No es fácil para un hombre hablar de estos temas; hombres feministas no hay, suele decirse, y probablemente es verdad. Todos queremos tener un harén y cincuenta o cien esclavas sumisas, sólo que algunos lo sabemos y otros no lo saben aún. Pero hay algunas cosas claras, objetivamente (a mi entender): a) Ningún ser humano tiene derecho de violencia o lesión sobre otro. b) La legislación actual es insuficiente para reprimir el maltrato a las mujeres. c) La poca que hay no se aplica con rigor. d) Hay una pesada carga en el inconsciente colectivo que, siquiera subliminalmente, hace que las mujeres, incluso las más cultas y conscientes, consideren el maltrato por parte de su pareja algo normal, al menos dentro de ciertos límites. e) En muchos, MUCHOS casos, la mujer (y no sólo española) no considera el maltrato, incluso a ella misma, como otra cosa sino como una señal de virilidad -mientras que constituye lo contrario-. f) Todo poder que se obtiene o perpetúa con violencia es ilegítimo. g) Al igual que en el caso de los menores de quienes se abusa sexualmente, la víctima, paradójicamente, desarrolla (ella) un sentimiento de vergüenza y culpa que, en verdad, corresponde al agresor. Y el agresor es el hombre; pero ¿no es culpable un cierto número (repito: un cierto número) de mujeres que no denuncian, que callan, que retiran la denuncia "porque es el padre de mis hijos", que disfrutan incluso -alguien tendrá que decirlo- con el maltrato físico y moral? ¿No hay jueces (jueces mujeres) que conceden a violadores que van a reincidir con toda seguridad libertad condicional por buena conducta -en la cárcel no violaron a ninguna mujer- por un mal entendido prurito de objetividad legalista? ¿No hay (mujeres) profesionales del derecho que no tienen empacho en defender a estos violadores, a maltratadores empedernidos, a asesinos de su pareja?

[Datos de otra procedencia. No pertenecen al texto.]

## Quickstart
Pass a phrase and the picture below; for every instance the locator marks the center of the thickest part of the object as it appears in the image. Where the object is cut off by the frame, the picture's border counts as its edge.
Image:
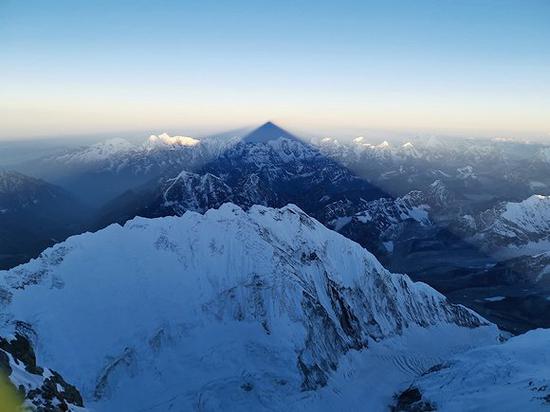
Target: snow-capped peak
(166, 139)
(233, 309)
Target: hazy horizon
(466, 68)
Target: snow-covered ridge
(164, 138)
(508, 377)
(512, 228)
(230, 309)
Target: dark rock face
(53, 395)
(410, 400)
(22, 350)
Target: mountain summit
(266, 132)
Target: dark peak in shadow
(267, 132)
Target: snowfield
(233, 310)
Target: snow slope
(513, 376)
(231, 310)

 Mientras en esta cuestión las mujeres no sean una piña, un frente sin ausencias, sin silencios y sin fisuras, la ventaja la llevamos nosotros; y no existen hombres feministas, ni el ser humano es bueno por naturaleza. Son la Ley y la rebelión de la víctima las únicas cosas que pueden coartarlo.

El peor enemigo de las mujeres son ellas mismas, en ese número -si mayor o menor, no lo sé- que aún piensa, o siente, que es natural, aceptable, masculino que su pareja las maltrate de vez en cuando.

No pretendo sentar cátedra, pero, aunque no llegue a sabio, sí voy ya para viejo, y he pensado y visto y sentido mucho.